The basing of the F-35s — 54 in all, two squadrons of 24 plus six relief planes — will have a huge positive economic impact for the Interior. Direct spending on construction during the next five years at the base is estimated at $500 million. Thousands of families will come along with the jets, an estimated total of more than 3,000 people in all. Likewise, thousands of direct and indirect jobs will come along as a result. It’s a big piece of economic good news at a time when local communities and the state sorely needed one.

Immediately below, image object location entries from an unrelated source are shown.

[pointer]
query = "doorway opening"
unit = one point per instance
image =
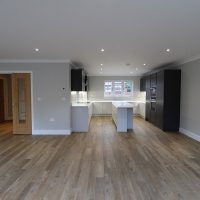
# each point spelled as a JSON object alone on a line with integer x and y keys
{"x": 15, "y": 103}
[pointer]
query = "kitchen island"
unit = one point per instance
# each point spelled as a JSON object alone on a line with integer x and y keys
{"x": 122, "y": 114}
{"x": 80, "y": 115}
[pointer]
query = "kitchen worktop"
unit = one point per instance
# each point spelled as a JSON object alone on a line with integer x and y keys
{"x": 118, "y": 101}
{"x": 120, "y": 104}
{"x": 82, "y": 104}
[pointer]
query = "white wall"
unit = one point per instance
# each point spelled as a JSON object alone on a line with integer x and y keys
{"x": 49, "y": 98}
{"x": 190, "y": 99}
{"x": 96, "y": 88}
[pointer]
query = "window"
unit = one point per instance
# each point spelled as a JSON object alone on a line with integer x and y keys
{"x": 123, "y": 88}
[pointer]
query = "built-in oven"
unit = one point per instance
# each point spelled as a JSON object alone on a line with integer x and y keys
{"x": 153, "y": 93}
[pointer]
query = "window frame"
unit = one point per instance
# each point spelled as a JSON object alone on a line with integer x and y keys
{"x": 123, "y": 89}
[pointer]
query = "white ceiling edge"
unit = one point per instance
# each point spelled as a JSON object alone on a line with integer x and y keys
{"x": 114, "y": 75}
{"x": 189, "y": 60}
{"x": 3, "y": 61}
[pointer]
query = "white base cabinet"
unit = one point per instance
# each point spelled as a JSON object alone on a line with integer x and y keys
{"x": 122, "y": 116}
{"x": 80, "y": 117}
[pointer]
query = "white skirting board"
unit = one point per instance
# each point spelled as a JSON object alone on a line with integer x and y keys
{"x": 190, "y": 134}
{"x": 51, "y": 132}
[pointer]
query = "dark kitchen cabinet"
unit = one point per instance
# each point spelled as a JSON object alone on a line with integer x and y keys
{"x": 153, "y": 80}
{"x": 163, "y": 99}
{"x": 143, "y": 84}
{"x": 169, "y": 100}
{"x": 147, "y": 110}
{"x": 79, "y": 80}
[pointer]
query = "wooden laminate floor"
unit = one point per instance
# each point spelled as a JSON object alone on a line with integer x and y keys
{"x": 102, "y": 164}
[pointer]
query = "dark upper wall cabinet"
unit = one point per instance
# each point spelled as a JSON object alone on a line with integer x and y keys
{"x": 143, "y": 84}
{"x": 163, "y": 101}
{"x": 79, "y": 80}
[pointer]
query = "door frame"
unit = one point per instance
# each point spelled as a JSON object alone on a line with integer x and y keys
{"x": 31, "y": 82}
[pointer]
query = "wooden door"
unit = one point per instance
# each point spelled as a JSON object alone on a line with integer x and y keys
{"x": 21, "y": 95}
{"x": 2, "y": 113}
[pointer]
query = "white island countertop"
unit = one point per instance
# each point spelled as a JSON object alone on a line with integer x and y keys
{"x": 82, "y": 104}
{"x": 122, "y": 104}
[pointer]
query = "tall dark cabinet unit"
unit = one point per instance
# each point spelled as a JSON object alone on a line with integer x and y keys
{"x": 163, "y": 99}
{"x": 147, "y": 98}
{"x": 79, "y": 80}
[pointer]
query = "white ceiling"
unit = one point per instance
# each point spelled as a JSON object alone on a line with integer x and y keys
{"x": 130, "y": 31}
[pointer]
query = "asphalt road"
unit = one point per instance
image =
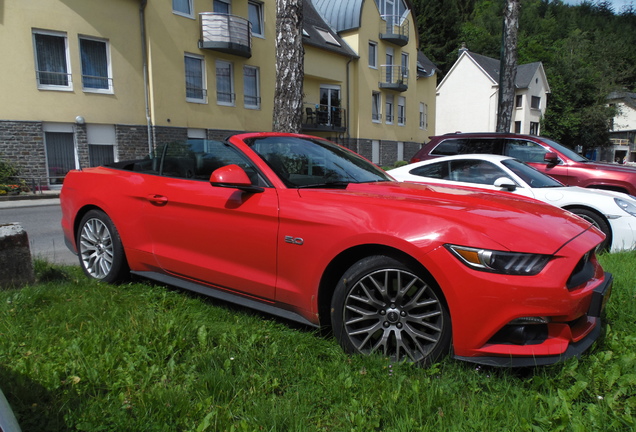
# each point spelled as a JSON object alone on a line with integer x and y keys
{"x": 41, "y": 220}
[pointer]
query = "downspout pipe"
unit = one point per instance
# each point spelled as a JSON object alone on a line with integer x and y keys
{"x": 144, "y": 55}
{"x": 348, "y": 104}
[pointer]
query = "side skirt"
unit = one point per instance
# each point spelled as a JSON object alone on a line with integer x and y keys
{"x": 225, "y": 296}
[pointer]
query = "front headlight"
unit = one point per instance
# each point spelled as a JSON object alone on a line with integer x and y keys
{"x": 511, "y": 263}
{"x": 626, "y": 205}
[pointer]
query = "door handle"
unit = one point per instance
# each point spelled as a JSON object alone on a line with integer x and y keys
{"x": 158, "y": 200}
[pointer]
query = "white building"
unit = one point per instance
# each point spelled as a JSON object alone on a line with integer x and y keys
{"x": 468, "y": 96}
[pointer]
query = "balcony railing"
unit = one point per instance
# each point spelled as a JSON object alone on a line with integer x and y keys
{"x": 394, "y": 77}
{"x": 230, "y": 34}
{"x": 318, "y": 117}
{"x": 394, "y": 29}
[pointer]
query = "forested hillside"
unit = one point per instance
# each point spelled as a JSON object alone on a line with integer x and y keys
{"x": 587, "y": 51}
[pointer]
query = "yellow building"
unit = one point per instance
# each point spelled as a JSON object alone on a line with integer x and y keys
{"x": 91, "y": 82}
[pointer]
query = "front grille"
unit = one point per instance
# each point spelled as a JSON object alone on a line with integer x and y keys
{"x": 583, "y": 271}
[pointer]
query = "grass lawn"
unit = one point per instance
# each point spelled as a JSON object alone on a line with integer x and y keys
{"x": 79, "y": 355}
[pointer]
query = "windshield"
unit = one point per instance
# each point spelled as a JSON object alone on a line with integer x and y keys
{"x": 306, "y": 162}
{"x": 534, "y": 178}
{"x": 566, "y": 151}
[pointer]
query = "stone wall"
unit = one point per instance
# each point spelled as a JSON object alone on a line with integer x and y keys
{"x": 16, "y": 266}
{"x": 22, "y": 143}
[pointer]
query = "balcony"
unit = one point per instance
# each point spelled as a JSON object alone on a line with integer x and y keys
{"x": 225, "y": 33}
{"x": 394, "y": 29}
{"x": 323, "y": 118}
{"x": 394, "y": 77}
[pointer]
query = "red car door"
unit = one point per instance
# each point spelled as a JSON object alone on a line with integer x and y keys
{"x": 215, "y": 235}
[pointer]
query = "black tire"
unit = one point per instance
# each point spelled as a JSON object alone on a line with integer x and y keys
{"x": 100, "y": 250}
{"x": 599, "y": 222}
{"x": 382, "y": 306}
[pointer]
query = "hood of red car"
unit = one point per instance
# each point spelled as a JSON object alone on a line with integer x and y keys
{"x": 605, "y": 166}
{"x": 515, "y": 223}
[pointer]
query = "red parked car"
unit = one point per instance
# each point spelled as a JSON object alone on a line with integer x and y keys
{"x": 542, "y": 153}
{"x": 300, "y": 227}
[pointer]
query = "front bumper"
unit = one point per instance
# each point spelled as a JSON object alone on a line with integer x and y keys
{"x": 577, "y": 338}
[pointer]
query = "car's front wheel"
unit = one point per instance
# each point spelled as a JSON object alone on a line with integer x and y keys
{"x": 101, "y": 253}
{"x": 382, "y": 306}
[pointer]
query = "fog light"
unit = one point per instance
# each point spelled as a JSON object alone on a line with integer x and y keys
{"x": 530, "y": 320}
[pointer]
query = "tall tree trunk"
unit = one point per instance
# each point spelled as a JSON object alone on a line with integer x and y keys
{"x": 288, "y": 96}
{"x": 508, "y": 71}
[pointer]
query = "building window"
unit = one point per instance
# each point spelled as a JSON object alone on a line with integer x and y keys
{"x": 224, "y": 83}
{"x": 405, "y": 65}
{"x": 423, "y": 116}
{"x": 534, "y": 128}
{"x": 53, "y": 68}
{"x": 376, "y": 113}
{"x": 182, "y": 7}
{"x": 389, "y": 65}
{"x": 255, "y": 14}
{"x": 60, "y": 155}
{"x": 401, "y": 110}
{"x": 373, "y": 55}
{"x": 96, "y": 68}
{"x": 388, "y": 112}
{"x": 375, "y": 151}
{"x": 195, "y": 79}
{"x": 251, "y": 87}
{"x": 221, "y": 6}
{"x": 535, "y": 102}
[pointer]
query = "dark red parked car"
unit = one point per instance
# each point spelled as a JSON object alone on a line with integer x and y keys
{"x": 542, "y": 153}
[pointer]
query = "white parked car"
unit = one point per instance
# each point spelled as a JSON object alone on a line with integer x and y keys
{"x": 613, "y": 213}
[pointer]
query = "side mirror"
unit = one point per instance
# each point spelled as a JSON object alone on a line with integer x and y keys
{"x": 505, "y": 183}
{"x": 551, "y": 158}
{"x": 233, "y": 176}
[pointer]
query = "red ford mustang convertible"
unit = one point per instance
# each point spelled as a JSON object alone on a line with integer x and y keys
{"x": 302, "y": 228}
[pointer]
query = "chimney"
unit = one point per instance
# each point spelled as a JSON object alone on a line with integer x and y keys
{"x": 462, "y": 49}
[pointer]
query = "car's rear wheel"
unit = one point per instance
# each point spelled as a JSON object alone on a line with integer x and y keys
{"x": 599, "y": 222}
{"x": 101, "y": 253}
{"x": 382, "y": 306}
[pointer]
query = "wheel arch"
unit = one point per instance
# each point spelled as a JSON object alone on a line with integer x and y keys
{"x": 339, "y": 265}
{"x": 80, "y": 215}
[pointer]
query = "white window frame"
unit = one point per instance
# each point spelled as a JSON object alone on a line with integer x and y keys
{"x": 423, "y": 116}
{"x": 106, "y": 43}
{"x": 184, "y": 14}
{"x": 405, "y": 64}
{"x": 227, "y": 3}
{"x": 261, "y": 17}
{"x": 401, "y": 110}
{"x": 376, "y": 102}
{"x": 389, "y": 107}
{"x": 102, "y": 135}
{"x": 373, "y": 59}
{"x": 258, "y": 87}
{"x": 375, "y": 151}
{"x": 204, "y": 98}
{"x": 229, "y": 66}
{"x": 69, "y": 86}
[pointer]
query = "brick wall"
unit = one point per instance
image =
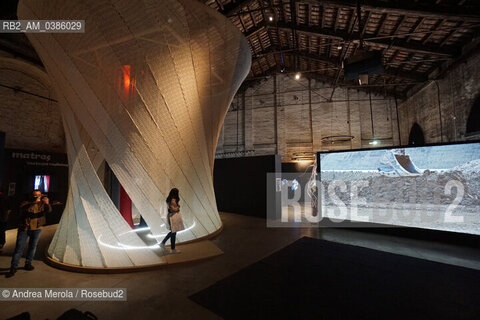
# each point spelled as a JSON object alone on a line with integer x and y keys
{"x": 289, "y": 117}
{"x": 442, "y": 107}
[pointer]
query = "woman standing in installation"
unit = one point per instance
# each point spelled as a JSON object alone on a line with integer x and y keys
{"x": 174, "y": 219}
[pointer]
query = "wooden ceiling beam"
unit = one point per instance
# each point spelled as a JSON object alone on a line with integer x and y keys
{"x": 396, "y": 72}
{"x": 398, "y": 44}
{"x": 409, "y": 7}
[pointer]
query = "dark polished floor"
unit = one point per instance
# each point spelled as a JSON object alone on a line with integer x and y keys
{"x": 164, "y": 293}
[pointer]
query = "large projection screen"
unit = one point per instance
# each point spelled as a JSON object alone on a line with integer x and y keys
{"x": 434, "y": 187}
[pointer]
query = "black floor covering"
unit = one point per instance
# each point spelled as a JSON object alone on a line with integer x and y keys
{"x": 317, "y": 279}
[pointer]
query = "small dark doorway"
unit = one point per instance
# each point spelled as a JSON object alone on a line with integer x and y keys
{"x": 473, "y": 121}
{"x": 416, "y": 137}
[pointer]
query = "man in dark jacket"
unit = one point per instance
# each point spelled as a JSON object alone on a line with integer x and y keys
{"x": 4, "y": 213}
{"x": 32, "y": 218}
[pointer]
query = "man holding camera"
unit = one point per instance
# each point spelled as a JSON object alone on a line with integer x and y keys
{"x": 32, "y": 218}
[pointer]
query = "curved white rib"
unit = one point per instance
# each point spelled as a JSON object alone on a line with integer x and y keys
{"x": 148, "y": 86}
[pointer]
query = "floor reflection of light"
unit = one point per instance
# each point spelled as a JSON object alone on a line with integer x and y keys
{"x": 121, "y": 246}
{"x": 164, "y": 234}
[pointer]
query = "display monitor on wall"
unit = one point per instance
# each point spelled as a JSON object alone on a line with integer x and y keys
{"x": 434, "y": 187}
{"x": 42, "y": 183}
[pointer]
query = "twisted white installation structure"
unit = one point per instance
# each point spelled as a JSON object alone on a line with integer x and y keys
{"x": 145, "y": 88}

Still, the Interior’s history should inform residents that there is no such thing as unalloyed good news, and there is always another hill to climb. The selection of Eielson as a home for the F-35 squadrons, while a tremendous boon, relies on funding bills Congress has yet to pass, and there are still well-publicized issues with the jets that need to be worked out before the fighters see combat. Those issues could affect at least the timetable if not the end placement of the squadrons. Alaskans should advocate for the resolution of capability issues, too, as our nation’s fighting men and women deserve a fully functional fifth-generation fighter to help them complete their mission. Finally, residents should keep a weather eye out that in our exuberance, we don’t simply exchange one backbone economic sector to which our state’s welfare is handcuffed for another.
The announcement of Eielson as the destination for the F-35 Joint Strike Fighter, however, is great news for the Interior community and state alike. In addition to its economic and community impacts, the placement signifies a recognition of a new era for Alaska — a turning point, as Sen. Lisa Murkowski said Monday, for air power in the Pacific. The strategic importance of Alaska has been recognized, and Eielson looks to be its northern crown jewel.